Take our populace’s growing girth. We squish into once-adequate airport seats; we buy “mature-size” clothes. And companies – Big Food – peddle calorie-laden stuff as essential accoutrements to daily living. Yet, in a strange fantasy, we don day-glo sneakers and yoga pants, trusting that exercise will drain the pounds. Indeed, soda companies – the grandfather of empty calories – sponsor the ubiquitous races, walks, and competitions. Timothy Caulfield (The Cure for Everything, Beacon Press, 2012) has traced the pernicious masking of Big Food’s intent. Exercise will not in and of itself make you lose weight. Obese people do exercise the least – but if they exercised more, they would not lose weight. The key to weight loss is simple, but difficult: fewer calories. Which means, ultimately, eliminating “junk food.” Yet soda companies have smudged this truth with feel-good sponsorship of athletics. You can almost correlate their profits with our pounds.
Exercise of course is key to good health. Vigorous, aerobic exercise, with bouts of resistance training, done frequently and regularly, will help heart, muscles, lungs. Exercise per se, though, will not pare the pounds
The second dire secret to losing weight: eat less food. Our portions have grown with our girths. Like the Coneheads of Saturday Night Live, we eat vast quantities of food. A restaurant industry has spurred the desire for mega-meals. And that industry is creating the new “fourth meal”: after the game, celebrants go out for more beer, more pizza, more calories – and more sales for a burgeoning fast food industry.

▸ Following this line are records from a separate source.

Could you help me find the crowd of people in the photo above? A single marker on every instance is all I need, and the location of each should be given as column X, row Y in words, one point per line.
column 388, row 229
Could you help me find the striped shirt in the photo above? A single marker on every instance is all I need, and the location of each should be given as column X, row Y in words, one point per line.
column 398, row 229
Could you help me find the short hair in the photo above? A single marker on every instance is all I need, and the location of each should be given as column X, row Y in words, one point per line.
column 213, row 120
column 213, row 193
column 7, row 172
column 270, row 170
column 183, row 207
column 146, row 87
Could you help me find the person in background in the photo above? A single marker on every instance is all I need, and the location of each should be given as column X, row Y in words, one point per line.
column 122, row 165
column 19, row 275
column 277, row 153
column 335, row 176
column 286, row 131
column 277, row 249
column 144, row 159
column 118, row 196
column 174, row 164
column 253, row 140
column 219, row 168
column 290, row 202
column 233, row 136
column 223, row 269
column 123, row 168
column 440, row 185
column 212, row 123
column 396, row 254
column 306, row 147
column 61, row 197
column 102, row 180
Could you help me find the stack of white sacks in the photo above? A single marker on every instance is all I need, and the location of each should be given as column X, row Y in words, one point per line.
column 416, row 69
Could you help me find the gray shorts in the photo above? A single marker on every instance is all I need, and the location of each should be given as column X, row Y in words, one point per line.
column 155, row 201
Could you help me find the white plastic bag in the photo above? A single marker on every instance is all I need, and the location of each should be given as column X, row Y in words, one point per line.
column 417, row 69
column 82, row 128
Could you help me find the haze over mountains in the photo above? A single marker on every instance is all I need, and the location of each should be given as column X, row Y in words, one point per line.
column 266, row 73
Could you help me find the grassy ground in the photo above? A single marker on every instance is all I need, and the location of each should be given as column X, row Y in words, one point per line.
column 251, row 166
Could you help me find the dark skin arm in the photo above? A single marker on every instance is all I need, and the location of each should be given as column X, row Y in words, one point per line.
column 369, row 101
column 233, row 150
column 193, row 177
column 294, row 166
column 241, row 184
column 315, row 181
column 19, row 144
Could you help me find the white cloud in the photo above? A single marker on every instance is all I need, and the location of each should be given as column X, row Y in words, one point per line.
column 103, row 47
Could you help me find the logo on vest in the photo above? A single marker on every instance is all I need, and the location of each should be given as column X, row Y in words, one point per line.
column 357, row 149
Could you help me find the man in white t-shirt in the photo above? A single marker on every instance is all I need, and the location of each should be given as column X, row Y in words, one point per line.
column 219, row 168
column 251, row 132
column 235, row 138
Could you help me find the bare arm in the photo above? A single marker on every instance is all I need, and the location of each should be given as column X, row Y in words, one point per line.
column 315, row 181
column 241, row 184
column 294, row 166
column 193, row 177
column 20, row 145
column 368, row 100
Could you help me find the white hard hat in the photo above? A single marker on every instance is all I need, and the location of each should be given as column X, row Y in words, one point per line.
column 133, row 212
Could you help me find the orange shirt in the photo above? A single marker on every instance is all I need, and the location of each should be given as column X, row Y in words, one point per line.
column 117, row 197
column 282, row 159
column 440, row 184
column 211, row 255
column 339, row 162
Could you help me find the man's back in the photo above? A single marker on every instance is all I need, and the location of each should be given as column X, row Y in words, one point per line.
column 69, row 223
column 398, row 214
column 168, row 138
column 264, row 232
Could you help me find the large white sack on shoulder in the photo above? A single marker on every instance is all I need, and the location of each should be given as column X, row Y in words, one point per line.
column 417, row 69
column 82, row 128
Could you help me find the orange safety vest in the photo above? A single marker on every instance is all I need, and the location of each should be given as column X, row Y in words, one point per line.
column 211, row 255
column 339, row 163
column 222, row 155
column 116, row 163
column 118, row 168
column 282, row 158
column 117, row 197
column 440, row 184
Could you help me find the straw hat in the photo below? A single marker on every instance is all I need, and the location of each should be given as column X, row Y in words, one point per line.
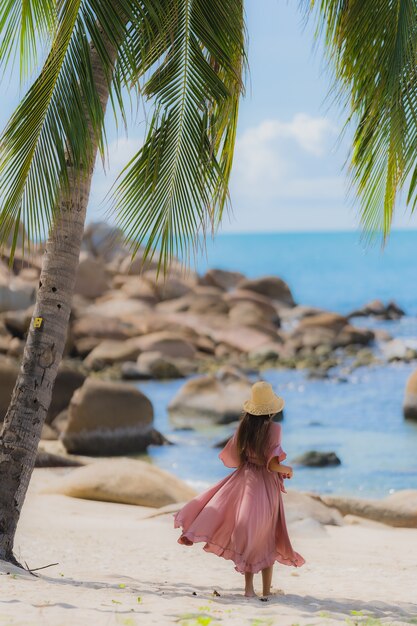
column 263, row 400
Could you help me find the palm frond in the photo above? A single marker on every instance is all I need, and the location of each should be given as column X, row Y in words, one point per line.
column 25, row 25
column 372, row 51
column 176, row 186
column 60, row 121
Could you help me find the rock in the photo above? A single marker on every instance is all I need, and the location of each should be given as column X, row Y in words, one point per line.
column 68, row 380
column 267, row 352
column 330, row 321
column 136, row 266
column 251, row 314
column 102, row 328
column 174, row 287
column 82, row 347
column 140, row 288
column 410, row 398
column 270, row 286
column 223, row 279
column 118, row 308
column 107, row 418
column 159, row 366
column 168, row 344
column 398, row 509
column 314, row 458
column 400, row 349
column 125, row 481
column 245, row 295
column 243, row 338
column 330, row 330
column 46, row 459
column 112, row 351
column 376, row 308
column 197, row 303
column 298, row 312
column 14, row 297
column 208, row 400
column 59, row 423
column 104, row 241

We also love the idea of super healthy almost-miracle foods – acai berries? pomegranates? Avocadoes? All healthy, praised in feel-good blurbs on the internet, or in a magazine. As Caulfield points out, journalism has segued into entertainment. Feel-good miracle-food stories sell. Nobody wants to read summaries of research. Too boring. Indeed, no double-blind clinical trials with large numbers of participants test the claims for super foods. Nor do replication studies. Moreover, the industry, waiting at the bottom-line checkout, sponsors some of the research into these foods.
Just as crucially for our girth, the enthusiasm for “good-for-you” foods has been additive not substitutive: we may eat more fruits and vegetables, but we aren’t subtracting anything. And we have created an oxymoron: the healthy cookie (aka granola bar.)
Our enthusiasm for easy miracles extends to “non-traditional” medicine. Can you have type 2 diabetes, yet throw away medications? On the internet, somebody will tell you how. Ditto for arthritis, for cancer, for multiple sclerosis. Happy people will testify to the great results from a super duper treatment. Readers in phantasmagoria can click to learn more, with credit cards handy. Miracle cures guarantee miracle-profits for the purveyors.
Understandably, Americans have grown skeptical of “traditional” medicine. Big Pharma funds research into “blockbuster” drugs, pays detail agents to convince physicians to prescribe them, hires ghost-writers to write encomia. Insurers limit formularies, excluding some drugs, including others – with no clear rationale. Sometimes treatments prove more dangerous than beneficial. Remember estrogen replacement therapy. Meanwhile, costs for some drugs have soared into the stratosphere. As patients have embraced “alternative” remedies, however, they have not shown skepticism to those over-the-counter options.
Reality is often depressing: losing weight means changing your diet, reducing the yummy stuff that is driving up the pounds. Getting healthy means exercising – vigorous, aerobic, resistance exercise, more than occasionally. Political reality is just as depressing: a widening gap between rich and poor, a government seemingly beholden to a Midas-like stratum of billionaires, wars-without-end internationally.
It is no wonder that we scramble down Alice’s hole. But at the bottom we will find just a black hole.